# '09 Sportsman 500 HO snorkel



## Ole Nasty

So I actually started to cut and attempt snorkeling my wife's 500. The "how to snorkel a sportsman" link everyone uses doesn't exist anymore. 

I got the airbox figured out









but I can't figure out how to do the cvt intake as the starter is kinda in the way.








Anybody got any pics of this part?

BTW I am gonna go ahead and relocate the radiator too.


----------



## Cal3bCart3r

For the cvt intake, u should be able to use a 2" to 2" rubber adapter ...its a bitlonger than the stock coupling ....


----------



## Ole Nasty

All right, so I scrapped my original airbox plan and did something that fit a little better.
a 90deg 1.5" barbed fitting.








cut off the threads








sand off the barbs 








and glue into the plexiglass(everything is unglued right now for fitment)









I used a fernco 1.5"-1.5" elbow on the cvt intake

















Here is the the CVT intake, exhaust and left side airbox fitting hoses









and here is the only way I could figure out how to route the right side of the airbox hose.

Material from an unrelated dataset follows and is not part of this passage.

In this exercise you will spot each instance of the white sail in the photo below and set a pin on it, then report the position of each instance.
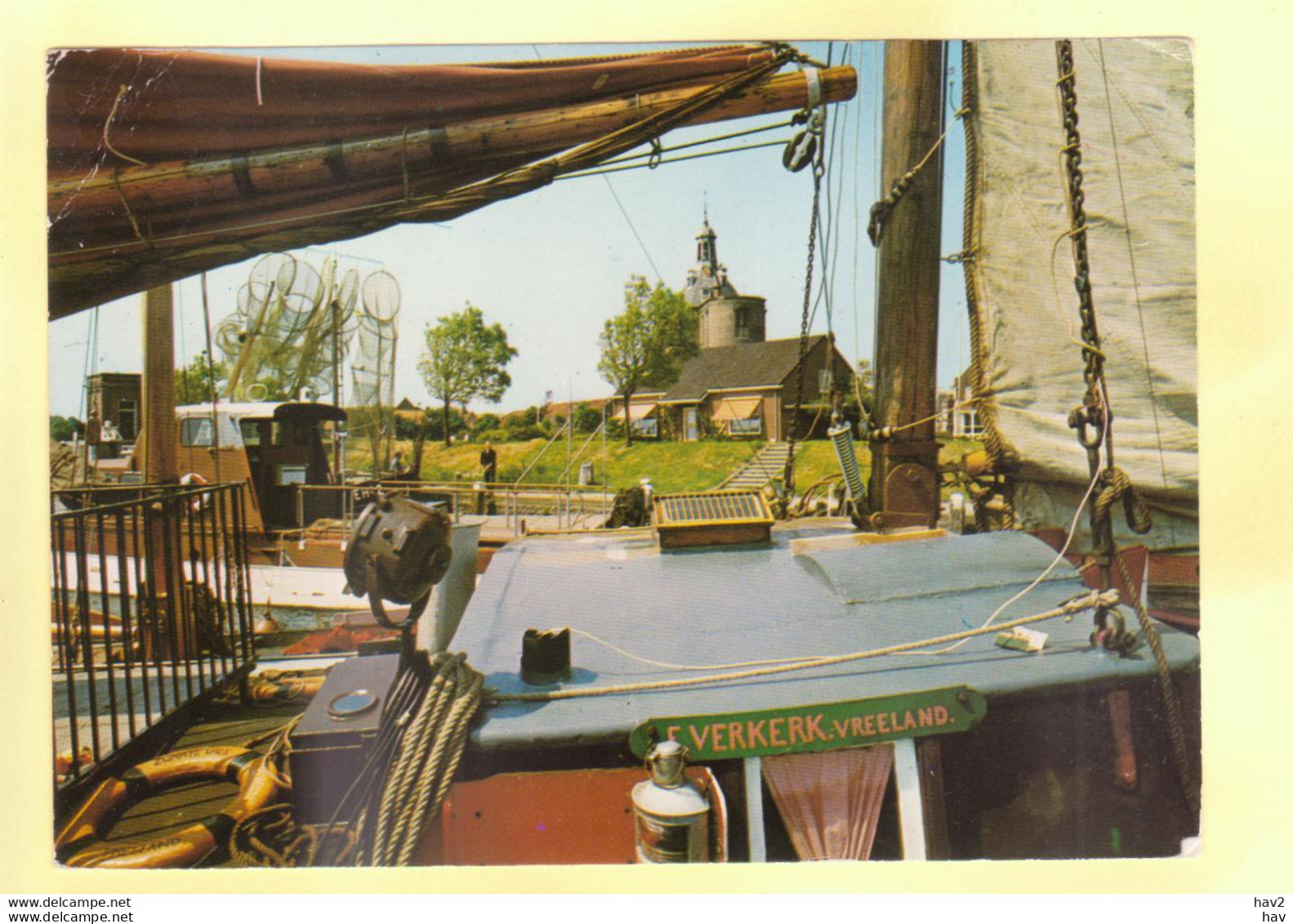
(1135, 106)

That's all I got done today. I plan on wrapping all the hoses in foil tape to protect it from heat.

EDIT

Relocated the rad too, it was a little dirty


----------



## Polaris425

looks good so far


----------



## mmelton005

I don't think I'll ever complain about snorkin a brute, that looks like a pita! good job so far though


----------



## Ole Nasty

You're right, it is a PITA. My Grizzly was a walk in the park compared to this.


----------



## Ole Nasty

So I finally finished this project. Sorry its not cleaner, I've been in a cast for a long time because I broke my ankle. I put it away dirty and with a broken belt. As soon I got out of the cast I got to work because I'm going to be riding this weekend. Anyways, on to the pics.

Using this, $40 electric impact from HF(TOTALLY WORTH THE MONEY)


I removed this(primary)


Using this(clutch removal tool, $20 from Amazon)



I didn't get a pic of before, but you have to seal this black rubber seal to the tranny and clutch housing. This was a ******-poor design on Polaris' part.


I didn't get any pics but put it all back together and the seal up the clutch housing.

Finished project, I'll get some better pics next time I get it cleaned up real good.


----------